Enquanto isso, outros setores importantes para o consumo de aço, como máquinas e equipamentos, apontam redução no crescimento. O segmento alega que a alta nos custos de insumos, especialmente o aço nacional, é um dos fatores que comprometem sua competitividade.
"Tivemos cotas de importação em 2024 que não frearam a entrada”
— Rodrigo Scolaro
Ao Valor, o presidente-executivo da Abimaq, José Velloso, afirma que o setor de máquinas e equipamentos vem reduzindo seu faturamento e, portanto, a demanda por aço ao longo da última década, reflexo do encolhimento do segmento no país. Segundo ele, a maioria das empresas não tem porte para comprar diretamente das usinas por conta de volume nas aquisições. Mais de 90% dos fabricantes se abastecem nos distribuidores - onde os preços são mais elevados.
“A maioria das companhias do setor não importa aço, é de porte médio, com ticket em torno de R$ 100 milhões. Não tem volume mínimo”, explica. Segundo o dirigente, o fator que mais tira competitividade é o preço do insumo no Brasil em relação ao internacional. “O preço do aço laminado subiu de 12% a 17% de maio de 2024 até janeiro de 2025”, acrescenta.
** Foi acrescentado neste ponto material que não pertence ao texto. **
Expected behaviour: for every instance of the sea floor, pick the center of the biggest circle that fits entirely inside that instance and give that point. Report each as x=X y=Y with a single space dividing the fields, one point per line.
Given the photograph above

Outras entidades representativas, como a Anfavea (Associação Nacional dos Fabricantes de Veículos Automotores), também defendem que os produtores locais reduzam seus preços, argumentando que o custo do aço nacional encarece os produtos finais e compromete a competitividade frente aos concorrentes internacionais. Procurada, a Anfavea não quis se manifestar. Nesse cenário, a diferença de preço entre o aço brasileiro e o internacional tem ganhado destaque.
Do outro lado, o Instituto Aço Brasil - que representa as principais siderúrgicas do país - tem dito que os custos de produção são mais altos devido a fatores como carga tributária, energia elétrica e logística. Além disso, o aço chinês é subsidiado pelo governo de Pequim. A entidade não quis comentar o assunto.
Ao analisar os dados de comércio exterior sobre a importação de aço, Rodrigo Scolaro, economista da GEP Costdrivers, destaca o aumento da entrada de aço chinês, especialmente em aços planos voltados a processos industriais, como a fabricação de máquinas e automóveis.
“Quando falamos de outras indústrias que estão importando [aço], estamos falando também da indústria de peças. Tivemos no ano passado cotas de importação no Brasil que não tiveram o resultado esperado para frear a importação”, diz.
Segundo Scolaro, enquanto as siderúrgicas pressionam o governo por medidas de defesa comercial, indústrias de autopeças e montadoras atuam na direção oposta, pedindo que o aço importado não seja sobretaxado.
Procurado, o Sindipeças, que representa a indústria de autopeças, não quis se manifestar.
O governo acompanha o movimento com atenção. Há discussões no Ministério do Desenvolvimento, Indústria, Comércio e Serviços (MDIC) sobre eventuais salvaguardas ou tarifas antidumping para conter o avanço do aço importado, mas nenhuma decisão foi tomada até agora.